The Bone Ships held the skeleton (ha ha) of something I'd truly love, but fell short on providing any real meat. The opening chapter was solid; some of the world-building elements were interesting; the fundamental plot conceit should have grabbed me. Alas, protagonist Joron Twiner is so devoid of personality that even once he starts developing a spine, it's mostly a copycat pastiche of his captain's - sorry, shipwife's. (The decision to take as notoriously jargon-thick a profession as sailing and reinvent all the terminology was... questionable.) Had the story dived deeper, it could have been something great, but it never seemed to really drift beyond the shallows. The author's acknowledgement speaks of writing to a deadline. Maybe that explains some of it.

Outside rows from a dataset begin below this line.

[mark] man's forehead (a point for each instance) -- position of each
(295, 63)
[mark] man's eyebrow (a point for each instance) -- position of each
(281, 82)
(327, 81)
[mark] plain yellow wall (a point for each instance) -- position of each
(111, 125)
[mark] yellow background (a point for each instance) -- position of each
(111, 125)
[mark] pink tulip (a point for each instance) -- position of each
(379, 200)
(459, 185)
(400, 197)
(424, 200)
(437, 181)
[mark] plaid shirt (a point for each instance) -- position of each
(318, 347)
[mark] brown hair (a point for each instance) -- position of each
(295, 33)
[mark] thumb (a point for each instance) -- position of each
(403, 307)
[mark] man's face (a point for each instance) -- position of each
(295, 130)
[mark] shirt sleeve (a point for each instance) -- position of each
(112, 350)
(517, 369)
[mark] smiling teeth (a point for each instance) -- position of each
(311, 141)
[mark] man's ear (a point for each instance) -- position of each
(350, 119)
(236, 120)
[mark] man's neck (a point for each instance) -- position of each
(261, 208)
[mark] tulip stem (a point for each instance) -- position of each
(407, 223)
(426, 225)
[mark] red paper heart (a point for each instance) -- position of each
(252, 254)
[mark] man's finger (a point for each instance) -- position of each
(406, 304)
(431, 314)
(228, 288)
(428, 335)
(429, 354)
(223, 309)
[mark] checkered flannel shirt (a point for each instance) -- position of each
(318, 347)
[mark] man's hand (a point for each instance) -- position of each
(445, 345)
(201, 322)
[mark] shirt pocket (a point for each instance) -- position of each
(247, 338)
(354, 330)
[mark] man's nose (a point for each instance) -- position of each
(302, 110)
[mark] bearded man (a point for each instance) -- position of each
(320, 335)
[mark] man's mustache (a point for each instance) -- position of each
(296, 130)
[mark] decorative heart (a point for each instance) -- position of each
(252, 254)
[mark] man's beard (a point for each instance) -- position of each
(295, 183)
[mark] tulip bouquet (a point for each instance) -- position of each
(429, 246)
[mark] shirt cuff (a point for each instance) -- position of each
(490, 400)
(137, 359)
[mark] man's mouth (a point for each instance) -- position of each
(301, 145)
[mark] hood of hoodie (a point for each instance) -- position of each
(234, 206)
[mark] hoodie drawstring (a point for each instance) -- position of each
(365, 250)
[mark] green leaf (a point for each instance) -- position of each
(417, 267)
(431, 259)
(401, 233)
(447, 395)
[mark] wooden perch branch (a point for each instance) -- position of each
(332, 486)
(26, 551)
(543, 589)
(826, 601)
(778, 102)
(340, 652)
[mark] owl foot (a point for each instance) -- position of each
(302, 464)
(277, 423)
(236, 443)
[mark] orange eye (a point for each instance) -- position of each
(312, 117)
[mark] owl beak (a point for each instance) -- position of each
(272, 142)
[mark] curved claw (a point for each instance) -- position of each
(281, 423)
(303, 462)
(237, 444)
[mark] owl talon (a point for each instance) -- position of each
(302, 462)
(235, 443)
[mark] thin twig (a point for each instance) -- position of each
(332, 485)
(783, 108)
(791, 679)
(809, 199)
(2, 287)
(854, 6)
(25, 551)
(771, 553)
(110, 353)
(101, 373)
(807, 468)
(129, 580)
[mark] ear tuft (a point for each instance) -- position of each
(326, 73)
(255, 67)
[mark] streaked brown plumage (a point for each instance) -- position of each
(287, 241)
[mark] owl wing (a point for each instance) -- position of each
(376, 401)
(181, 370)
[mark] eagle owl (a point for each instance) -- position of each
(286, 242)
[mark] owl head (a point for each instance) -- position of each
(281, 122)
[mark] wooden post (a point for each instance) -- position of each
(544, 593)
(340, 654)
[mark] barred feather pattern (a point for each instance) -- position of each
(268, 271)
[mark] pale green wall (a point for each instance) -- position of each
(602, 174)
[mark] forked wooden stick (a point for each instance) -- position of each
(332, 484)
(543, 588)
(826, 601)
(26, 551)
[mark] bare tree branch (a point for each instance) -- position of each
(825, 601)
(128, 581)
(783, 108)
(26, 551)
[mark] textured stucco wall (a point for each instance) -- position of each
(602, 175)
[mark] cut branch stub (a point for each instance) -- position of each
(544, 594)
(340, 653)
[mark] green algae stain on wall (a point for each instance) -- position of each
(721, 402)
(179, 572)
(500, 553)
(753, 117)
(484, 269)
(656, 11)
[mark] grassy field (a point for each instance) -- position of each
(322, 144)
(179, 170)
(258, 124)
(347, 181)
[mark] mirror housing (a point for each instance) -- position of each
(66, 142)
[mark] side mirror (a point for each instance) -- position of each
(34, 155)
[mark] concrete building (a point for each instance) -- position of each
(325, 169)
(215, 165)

• Somehow I fell into re-reading the Harry Potter series for the first time in what has to be more than a decade. It's been... well, you know. The first three books retain a good amount of the charm I remember from my childhood; four and five show some promising nuance, but also some dangerous clumsiness. Six and seven? I still just do not like them much at all. I have to give Rowling some credit for managing to cram in so many romances at the last second and have NONE of them resonate with me.

• As can be gathered from previous entries, I've also watched Infinity Train Book 4: Duet, and The Mitchells Vs the Machines, both of which were very enjoyable.